Tucked beneath the upstairs deck are two groupings of unusual outdoor furniture, made from pieces of Balinese boats, that the Coopers found in Edenton, North Carolina. “We saw it and loved it so much, we had to get some,” says Donna, adding, “Steve picked out most of these pieces. We thought it would be something different to the standard patio furniture.” It’s coincidence that the furniture, like their indoor pieces, is from Bali. “Maybe we should just go to Bali,” Steve muses, making Donna laugh.
The terrace level features several guest rooms and a pop culture-themed hang-out zone.
Moving out onto the open terrace, it’s clear that the Coopers’ lakeside landscape is the ultimate in entertaining. Two outdoor dining tables are stationed near a Belgard Chicago brick pizza oven, which Steve says they use often. The area is strung with cafe lights and accented with large urn planters, torches, fire bowls, lush landscaping and, strikingly, six metal palm trees that light up. “We found them at a show in Scottsdale, Arizona, and loved them so much that we had them shipped back here,” says Steve.

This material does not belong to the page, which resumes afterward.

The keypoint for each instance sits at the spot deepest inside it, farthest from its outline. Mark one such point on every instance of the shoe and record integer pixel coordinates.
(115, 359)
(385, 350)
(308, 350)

To the left is the infinity pool off the master suite, complete with swim jets and lights for night-time. Ahead, the hardscape descends gradually to the lakefront, with rock ledge steps, a fire pit, and plenty of landscape lighting to illuminate the long summer evenings.
At the shoreline, a sandy beach offers chaises and a thatched umbrella. During the warmer months, the water is their playground, with kayaks, paddle boards, a pedal boat, and even a water trampoline all on hand to amp up the fun. As if that isn’t enough, the two-story dock features a tube slide that Steve built, with a hatch door on the upper level. “It’s a little bit of a Swiss Family Robinson,” he says modestly, “But it seems to work.”
The Coopers’ lakeside landscape, with its lush and stunning design, is the ultimate in entertaining.
The dock was the only thing here when Steve originally bought the property, and it has been put to good use. In addition to the slide, he also built a long, narrow picnic table which provides seating on the lower level, along with a porch swing at the end of the dock that looks out over the lake. The space is outfitted with creature comforts like a fridge and cable TV, and also houses their MasterCraft Maristar 230 VRS wakeboard and sport boat. Upstairs, a tiki bar and additional seating offer expansive views of the water, as well as the hatch to that slide. The top of the dock is decorated with flags representing the family’s colleges: Hope College in Michigan for Steve, University of Maryland for Donna, University of Mary Washington and JMU for the kids, as well as the Maryland and Virginia state flags, and placeholders for the youngest two. “It makes them proud of their institutions,” Steve says.
For the kids, for family reunions, for friends from D.C., or just for the two of them, the Coopers’ extraordinary home is designed for pleasure. With no detail left to chance, Steve and Donna have created both a playground and a retreat that invites and delights. From the foyer to the dock, their home is filled with welcoming details and whimsical surprises, and it’s easy to see why the Coopers visit every chance they get.